Antler Dust (The Allison Coil Mystery Series Book 1)
Page 12
“Now do you want the lecture?” Applegate smiled; Sandstrom didn’t.
“It’s heart and mind in this case,” said Applegate. “And the protest for me was that. His death, Mr. Stern’s, made me think. But almost like there was no need for thought. It felt like I was living in the wrong camp—and perhaps I was. Never had that feeling? That gun of yours, it’s a symbol of what’s gone—”
“Please,” said Sandstrom. “Really. How long will you be in Glenwood if we need anything else?”
“I don’t know,” said Applegate. “I think that’s up to FATE.”
****
They seemed to be hovering. The frosty Flat Tops stood motionless below. The same headwind that was pushing the airplane back to Eagle was blowing giant puffs of white fizz off the ridge on the west edge of Ripplecreek Canyon. Grumley trimmed the nose down a notch as the Mooney bored into the teeth of a snarling, high-pressure howl at twelve thousand feet. The plane was grinding. Above, the sky was crackling blue.

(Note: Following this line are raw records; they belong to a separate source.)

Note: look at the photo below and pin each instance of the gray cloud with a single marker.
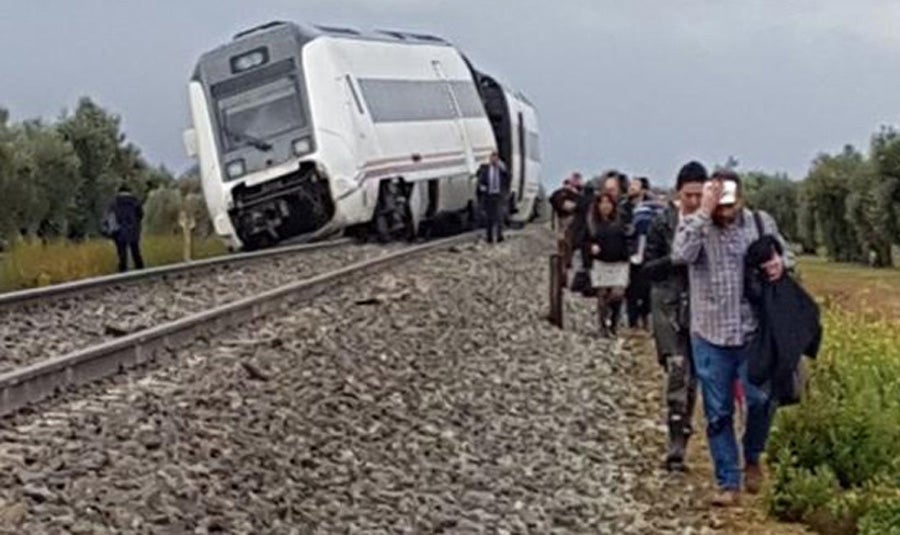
(640, 85)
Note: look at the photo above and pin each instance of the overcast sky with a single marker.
(639, 85)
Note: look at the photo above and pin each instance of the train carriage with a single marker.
(312, 130)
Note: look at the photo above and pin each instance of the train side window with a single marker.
(355, 95)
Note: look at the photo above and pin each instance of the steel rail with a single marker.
(39, 381)
(56, 291)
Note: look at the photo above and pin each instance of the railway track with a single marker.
(38, 324)
(96, 284)
(40, 380)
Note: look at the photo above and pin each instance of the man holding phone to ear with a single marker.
(713, 243)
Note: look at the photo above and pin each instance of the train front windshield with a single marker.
(255, 115)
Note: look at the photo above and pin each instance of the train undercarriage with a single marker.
(293, 205)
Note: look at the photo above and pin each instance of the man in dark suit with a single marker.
(128, 216)
(493, 190)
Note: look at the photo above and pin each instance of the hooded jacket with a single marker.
(789, 324)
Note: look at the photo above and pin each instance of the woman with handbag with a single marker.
(606, 243)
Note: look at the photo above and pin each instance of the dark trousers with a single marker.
(638, 297)
(123, 247)
(493, 216)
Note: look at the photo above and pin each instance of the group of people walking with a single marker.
(687, 262)
(603, 231)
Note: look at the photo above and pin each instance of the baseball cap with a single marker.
(729, 192)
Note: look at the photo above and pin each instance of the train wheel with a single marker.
(410, 232)
(383, 227)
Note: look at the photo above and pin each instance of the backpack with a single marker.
(109, 227)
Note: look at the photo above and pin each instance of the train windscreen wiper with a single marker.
(254, 142)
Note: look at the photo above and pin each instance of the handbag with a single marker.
(581, 282)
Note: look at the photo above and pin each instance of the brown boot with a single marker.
(752, 478)
(725, 498)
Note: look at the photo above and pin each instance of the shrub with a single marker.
(837, 455)
(796, 493)
(882, 519)
(30, 264)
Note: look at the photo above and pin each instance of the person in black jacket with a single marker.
(128, 214)
(789, 322)
(565, 202)
(606, 244)
(493, 190)
(670, 298)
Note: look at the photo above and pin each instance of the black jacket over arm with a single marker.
(789, 324)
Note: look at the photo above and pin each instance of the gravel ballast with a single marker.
(433, 398)
(39, 331)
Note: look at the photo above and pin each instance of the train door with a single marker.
(364, 143)
(523, 157)
(460, 127)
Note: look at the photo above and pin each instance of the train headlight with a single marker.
(235, 168)
(302, 146)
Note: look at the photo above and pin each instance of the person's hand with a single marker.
(712, 193)
(774, 268)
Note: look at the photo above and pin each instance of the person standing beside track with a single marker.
(713, 242)
(670, 297)
(606, 245)
(565, 202)
(493, 190)
(126, 215)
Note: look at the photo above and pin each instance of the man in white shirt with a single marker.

Grumley dropped down with the sinking elevation, all the while asking lame questions about Dabney Yount’s supposed exploits in other corners of the world. Yount paid cash up front and carried four customized Weatherbys. He oozed wealth. He hadn’t made any amateur comments yet, hadn’t shown an ounce of concern about the airplane’s slow progress and didn’t seem worried about the schedule.
But Yount also didn’t mind being served. After the airplane landed, Yount watched as Grumley loaded their gear into an old Ford pickup. He let Grumley assemble a plate of food for lunch: gourmet bits of smoked sausage and sharp Gouda cheese with rye crackers, grapes and homemade soup from an oversized thermos. Grumley cracked caps off two bottles of German beer. They ate standing on the dirt strip next to the Mooney, which provided a break from the persistent wind.
The truck bounced over rutted dirt roads, which zigged and zagged at right angles back toward a cluster of hills to the north. Grumley followed directions scratched on the back of a used envelope. The envelope had been attached to the pickup’s visor. The roads were unmarked but the distances between them served as a gauge. The few landmarks that existed—a mailbox, a telephone pole, a type of fence—matched up well with the scrawled directions. They truck followed the grade uphill and the structured grid of roads collapsed on the steeper terrain. The snow covering the road amounted to wind-blown patches at first and finally obliterated the hard-packed soil altogether.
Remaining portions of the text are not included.